Harmonised overview of policies and regulations

The University of Bath has elaborated a page with UKRI and other major funder requirements, together with university policy requirements and national relevant legislation. For each funder, information is given in a set of harmonized sections: providing a DMP, recovering data management costs, providing data access statements, data sharing and data retention.

Curated list of publishers data availability requirements

Radboud University has created a spreadsheet which lists the journals (and respective publisher) where their affiliated researchers publish more frequently. For each publisher a categorized list of data availability requirements is given (e.g. “Obligatory”, “Encouraged”, “Upon request”, “Optional as supplementary material”). In the spreadsheet, a link to the publisher’s policy page for additional details is provided.
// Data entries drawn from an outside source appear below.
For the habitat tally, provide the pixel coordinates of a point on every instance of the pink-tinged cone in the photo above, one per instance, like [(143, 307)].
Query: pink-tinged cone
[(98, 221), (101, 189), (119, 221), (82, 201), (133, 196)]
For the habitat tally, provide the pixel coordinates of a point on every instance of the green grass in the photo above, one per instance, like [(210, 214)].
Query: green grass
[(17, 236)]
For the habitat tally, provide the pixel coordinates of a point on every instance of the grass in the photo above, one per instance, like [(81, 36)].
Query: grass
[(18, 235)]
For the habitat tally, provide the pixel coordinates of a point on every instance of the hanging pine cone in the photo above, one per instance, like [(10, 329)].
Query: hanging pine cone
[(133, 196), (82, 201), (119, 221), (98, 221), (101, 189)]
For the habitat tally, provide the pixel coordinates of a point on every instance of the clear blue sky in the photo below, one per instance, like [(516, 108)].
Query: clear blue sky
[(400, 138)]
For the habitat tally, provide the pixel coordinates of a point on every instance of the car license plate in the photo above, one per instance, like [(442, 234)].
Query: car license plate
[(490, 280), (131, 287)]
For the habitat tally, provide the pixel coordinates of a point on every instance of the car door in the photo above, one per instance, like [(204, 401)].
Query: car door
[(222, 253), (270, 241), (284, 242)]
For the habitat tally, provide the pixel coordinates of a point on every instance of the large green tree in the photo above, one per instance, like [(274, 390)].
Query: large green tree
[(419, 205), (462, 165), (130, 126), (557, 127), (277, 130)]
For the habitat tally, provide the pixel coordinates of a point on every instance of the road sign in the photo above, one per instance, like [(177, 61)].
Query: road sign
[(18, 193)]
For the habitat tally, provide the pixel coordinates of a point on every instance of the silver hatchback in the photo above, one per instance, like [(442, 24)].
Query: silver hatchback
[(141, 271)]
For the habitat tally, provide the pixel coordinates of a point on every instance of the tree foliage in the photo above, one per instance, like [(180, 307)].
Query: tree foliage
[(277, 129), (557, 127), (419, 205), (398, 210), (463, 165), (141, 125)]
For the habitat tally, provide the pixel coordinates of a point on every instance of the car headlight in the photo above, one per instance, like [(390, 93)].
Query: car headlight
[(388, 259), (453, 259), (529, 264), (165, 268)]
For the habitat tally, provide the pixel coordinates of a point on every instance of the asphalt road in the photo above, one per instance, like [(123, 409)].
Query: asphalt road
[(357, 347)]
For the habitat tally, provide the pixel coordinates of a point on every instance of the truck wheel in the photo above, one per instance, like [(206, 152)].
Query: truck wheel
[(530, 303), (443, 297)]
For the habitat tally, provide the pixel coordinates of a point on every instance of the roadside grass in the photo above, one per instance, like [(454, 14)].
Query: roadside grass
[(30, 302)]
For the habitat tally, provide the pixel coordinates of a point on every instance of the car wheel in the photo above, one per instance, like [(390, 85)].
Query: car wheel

Guidelines on informed consent

Radboud University provides an extensive guideline on how to obtain and register informed consent, with specific recommendations depending on how consent is obtained (paper-based, online form or oral), what the content of informed consent procedures should be and how to store them. Besides, examples and sample documents are provided to facilitate the process for researchers.

Research integrity checklist

The University of Oxford has developed a research integrity checklist which compiles all the different requirements set by applicable legislation (e.g. GDPR), the University regulation, domain specific codes as well as project-specific requirements (e.g. research involving animals, overseas-based research, etc.). The checklist is meant to be used at the start of the research to ensure compliance, but also as a tool “to engage in a broader dialogue about research integrity and good practice in research”.